Former President Jimmy Carter has issued a statement in response to the police killing of George Floyd, and the subsequent nationwide protests. But the nation's 39th President also took a silent swipe at President Donald Trump, and his handling of the protests.
"We need a government as good as its people, and we are better than this," Carter, who is now 95, writes.
It is a stern rebuke to the nation's 45th President, whom Carter does not mention by name.
Carter's comments come in the wake of criticism in the handling of the nationwide protests by former President George W. Bush, who also issued a silent rebuke to President Trump. Bush called for law enforcement to "protect" the protestors and asked: "How do we end systemic racism in our society?"
Former President Jimmy Carter and former First Lady Rosalynn Carter say their "hearts are with the victims’ families and all who feel hopeless in the face of pervasive racial discrimination and outright cruelty. We all must shine a spotlight on the immorality of racial discrimination."
On Wednesday former President Barack Obama held a town hall on the killing of George Floyd and the protests, calling for police reform and focusing on what Americans, especially young Americans, can do.
This week Secretary of Defense Mark Esper announced he opposes President Trump's desire to invoke the Insurrection Act, which would pave the way for U.S. Military troops to police American cities.
Former Trump Defense Secretary Jim Mattis on Wednesday broke his silence by saying Trump is a danger to the Constitution, and compared his methods to Hitler's.
Here is President Carter's full statement:
Rosalynn and I are pained by the tragic racial injustices and consequent backlash across our nation in recent weeks. Our hearts are with the victims’ families and all who feel hopeless in the face of pervasive racial discrimination and outright cruelty. We all must shine a spotlight on the immorality of racial discrimination. But violence, whether spontaneous or consciously incited, is not a solution.
As a white male of the South, I know all too well the impact of segregation and injustice to African Americans. As a politician, I felt a responsibility to bring equity to my state and our country. In my 1971 inaugural address as Georgia’s governor, I said: “The time for racial discrimination is over.” With great sorrow and disappointment, I repeat those words today, nearly five decades later. Dehumanizing people debases us all; humanity is beautifully and almost infinitely diverse. The bonds of our common humanity must overcome the divisiveness of our fears and prejudices.
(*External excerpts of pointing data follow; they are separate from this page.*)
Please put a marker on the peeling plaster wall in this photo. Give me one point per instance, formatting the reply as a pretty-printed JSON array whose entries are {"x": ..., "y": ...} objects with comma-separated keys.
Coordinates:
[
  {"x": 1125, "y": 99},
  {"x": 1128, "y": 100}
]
Since leaving the White House in 1981, Rosalynn and I have strived to advance human rights in countries around the world. In this quest, we have seen that silence can be as deadly as violence. People of power, privilege, and moral conscience must stand up and say “no more” to a racially discriminatory police and justice system, immoral economic disparities between whites and blacks, and government actions that undermine our unified democracy. We are responsible for creating a world of peace and equality for ourselves and future generations.
We need a government as good as its people, and we are better than this.